Vefâtının sene-i devriyesi olan 7 Eylül günü vesilesiyle cihan padişahı Kânûnî Sultân Süleyman Hân’ı fütuhatı, hizmetleri ve zaferleriyle hatırlıyor, hayırla, minnetle ve şükranla yâd ediyoruz.
Osmanlı Devleti’ne en parlak devrini yaşatan Kânûnî Sultân Süleyman Hân, babası Yavuz Sultan Selim’den devraldığı toprakları her istikamette binlerce kilometrekare oranında (iki katından daha fazla) genişletmiş, hilafeti de İslam birliğinin tesisi ve devamı konusunda en etkin biçimde kullanmış büyük Türk sultanı ve 10. Osmanlı padişahıdır.

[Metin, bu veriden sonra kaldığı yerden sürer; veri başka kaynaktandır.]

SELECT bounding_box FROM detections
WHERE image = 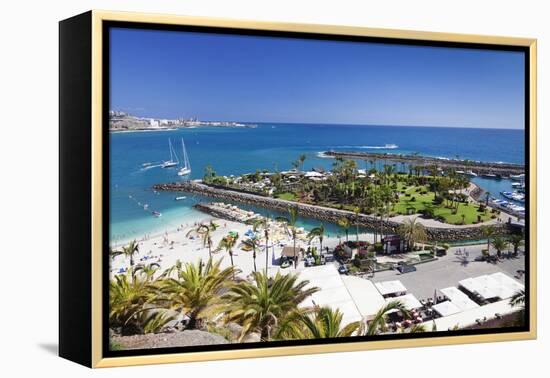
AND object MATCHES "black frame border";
[101,21,533,358]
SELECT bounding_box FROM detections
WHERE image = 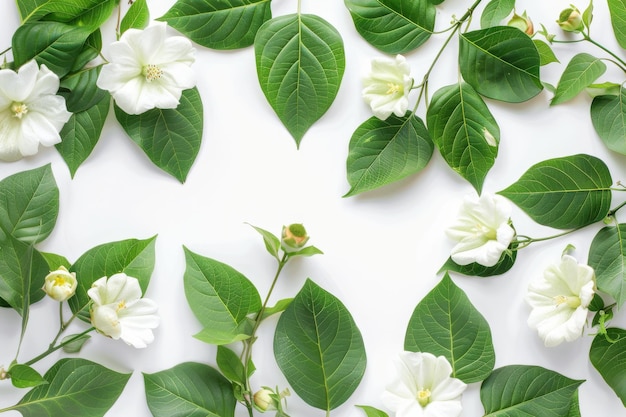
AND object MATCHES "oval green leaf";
[274,279,366,411]
[254,14,345,147]
[588,224,626,306]
[550,53,606,106]
[480,365,584,417]
[344,114,434,197]
[158,0,272,49]
[143,362,236,417]
[591,86,626,155]
[498,154,613,229]
[459,26,543,103]
[344,0,437,54]
[426,82,498,194]
[115,87,203,182]
[404,273,496,384]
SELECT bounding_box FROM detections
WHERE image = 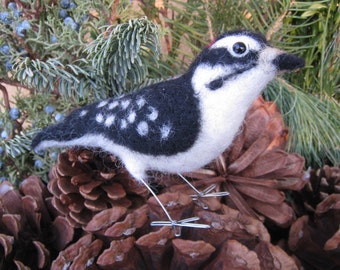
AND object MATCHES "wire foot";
[178,173,229,209]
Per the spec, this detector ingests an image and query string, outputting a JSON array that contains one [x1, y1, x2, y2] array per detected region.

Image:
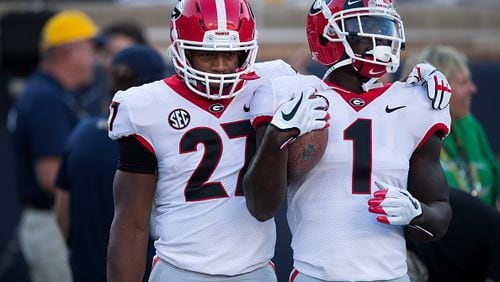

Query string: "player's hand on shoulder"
[[406, 62, 452, 110], [271, 87, 330, 137], [368, 181, 422, 225]]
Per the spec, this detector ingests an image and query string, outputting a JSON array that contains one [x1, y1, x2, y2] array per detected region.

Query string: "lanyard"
[[441, 132, 482, 197]]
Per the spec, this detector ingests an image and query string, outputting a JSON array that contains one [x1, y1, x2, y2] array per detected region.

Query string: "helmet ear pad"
[[307, 26, 345, 66]]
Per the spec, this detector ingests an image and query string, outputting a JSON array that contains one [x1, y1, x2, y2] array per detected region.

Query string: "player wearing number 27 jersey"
[[109, 61, 295, 275], [251, 76, 450, 281]]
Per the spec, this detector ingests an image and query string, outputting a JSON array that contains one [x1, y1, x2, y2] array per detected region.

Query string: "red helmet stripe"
[[215, 0, 227, 30]]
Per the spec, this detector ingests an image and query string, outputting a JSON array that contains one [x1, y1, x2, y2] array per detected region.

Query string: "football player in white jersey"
[[108, 0, 295, 282], [243, 0, 451, 282]]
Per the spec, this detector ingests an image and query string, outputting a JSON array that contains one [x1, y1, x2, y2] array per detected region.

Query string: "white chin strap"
[[366, 46, 395, 63], [323, 58, 352, 80], [366, 45, 399, 73], [361, 77, 384, 92], [323, 58, 384, 92]]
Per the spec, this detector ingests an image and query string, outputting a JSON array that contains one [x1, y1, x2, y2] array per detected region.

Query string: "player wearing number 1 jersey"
[[243, 0, 451, 282], [108, 0, 295, 282]]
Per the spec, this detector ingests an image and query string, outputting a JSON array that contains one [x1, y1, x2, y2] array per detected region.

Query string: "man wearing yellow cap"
[[11, 8, 97, 282]]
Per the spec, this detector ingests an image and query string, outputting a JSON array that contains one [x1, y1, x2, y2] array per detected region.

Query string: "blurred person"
[[76, 21, 147, 117], [56, 45, 165, 282], [108, 0, 295, 282], [96, 21, 148, 76], [405, 46, 500, 211], [6, 10, 97, 282], [403, 46, 500, 282], [407, 187, 500, 282], [243, 0, 451, 282]]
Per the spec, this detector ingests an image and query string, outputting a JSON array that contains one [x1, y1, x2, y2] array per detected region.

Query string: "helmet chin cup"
[[366, 46, 392, 63]]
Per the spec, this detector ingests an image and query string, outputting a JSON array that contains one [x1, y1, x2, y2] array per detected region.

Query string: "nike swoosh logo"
[[385, 105, 406, 114], [281, 95, 304, 121]]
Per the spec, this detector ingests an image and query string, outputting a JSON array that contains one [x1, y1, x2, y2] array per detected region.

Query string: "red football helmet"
[[169, 0, 258, 99], [307, 0, 405, 78]]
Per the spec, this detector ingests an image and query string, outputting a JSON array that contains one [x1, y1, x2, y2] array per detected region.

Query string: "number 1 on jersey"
[[344, 118, 372, 194]]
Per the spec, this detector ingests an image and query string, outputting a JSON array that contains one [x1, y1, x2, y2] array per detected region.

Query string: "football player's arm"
[[107, 137, 157, 282], [407, 134, 452, 241], [243, 87, 329, 221], [243, 123, 297, 221]]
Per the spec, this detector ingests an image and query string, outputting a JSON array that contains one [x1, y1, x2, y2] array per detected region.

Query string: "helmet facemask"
[[323, 7, 405, 77], [169, 30, 258, 100], [169, 0, 258, 100]]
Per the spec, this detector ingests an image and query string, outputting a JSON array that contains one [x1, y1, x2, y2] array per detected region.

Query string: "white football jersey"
[[252, 76, 450, 281], [109, 61, 295, 275]]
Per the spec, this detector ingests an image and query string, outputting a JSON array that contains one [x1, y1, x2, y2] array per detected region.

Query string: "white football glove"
[[406, 62, 451, 110], [271, 87, 329, 138], [368, 181, 422, 225]]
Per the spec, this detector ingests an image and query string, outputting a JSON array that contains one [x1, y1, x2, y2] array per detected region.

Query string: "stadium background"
[[0, 0, 500, 282]]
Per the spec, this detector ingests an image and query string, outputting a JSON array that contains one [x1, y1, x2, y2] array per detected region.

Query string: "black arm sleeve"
[[118, 136, 158, 174]]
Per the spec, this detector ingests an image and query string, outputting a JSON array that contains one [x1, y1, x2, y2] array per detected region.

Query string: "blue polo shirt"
[[56, 115, 118, 282], [10, 71, 78, 209], [56, 114, 154, 282]]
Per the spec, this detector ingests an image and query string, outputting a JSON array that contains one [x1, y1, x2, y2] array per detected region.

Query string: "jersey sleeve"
[[407, 83, 451, 147], [108, 91, 137, 140]]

45 sene, 11 ay, 7 günlük saltanatıyla Osmanlı padişahları arasında en uzün süre tahtta kalan sultanın, 13 kadar sefere bizzat katıldığı, ömrünün 10 sene, 3 ay ve 5 gününü seferlerde geçirdiği nakledilmektedir. Adaleti kadar mücahid kimliğiyle de ön plana çıkan büyük padişahın son seferi ise Zigetvar Seferi oldu. Kânûnî Sultân Süleyman, yaşı hayli ilerlemiş olmasına rağmen seferden geri durmayı kabul etmemişti. Yaklaşık 1500 kilometre mesafe, orduyla birlikte at üzerinde aşıldı ve Macaristan’daki Zigetvar Kalesi’ne ulaşıldı.
Hastalığı ve Vefatı
33 gün süren kuşatmanın artık son günüydü ve düşmana son darbeler indiriliyordu. Padişahın rahatsızlığı bu son günde ziyadesiyle arttı. Artık yapılabilecek bir şey kalmamıştı ve 72 yaşında bulunduğu sırada, 7 Eylül 1566 tarihinde ruhunu Cenab-ı Hakk’a teslim etti. Vefat haberi, Sadrazam Sokullu Mehmet Paşa’nın direktifiyle bir süre gizlendi. Cenaze, İstanbul’a ulaştırılana kadar iki ayrı cenaze namazı kılındı.
Cenazeyi beraberinde getiren güzide topluluğun İstanbul’a vasıl olmalarının ardından üçüncü ve son cenaze namazı, Şeyhülislam Ebussuud Efendi (Rahmetullahi Aleyh) tarafından kıldırıldı ve sultanın cenazesi, kendi yaptırdığı Süleymaniye Külliyesine – günümüzde türbesinin bulunduğu yere – defnedildi. Mevla Te‘âlâ hizmetlerini kabul ve makbul eylesin.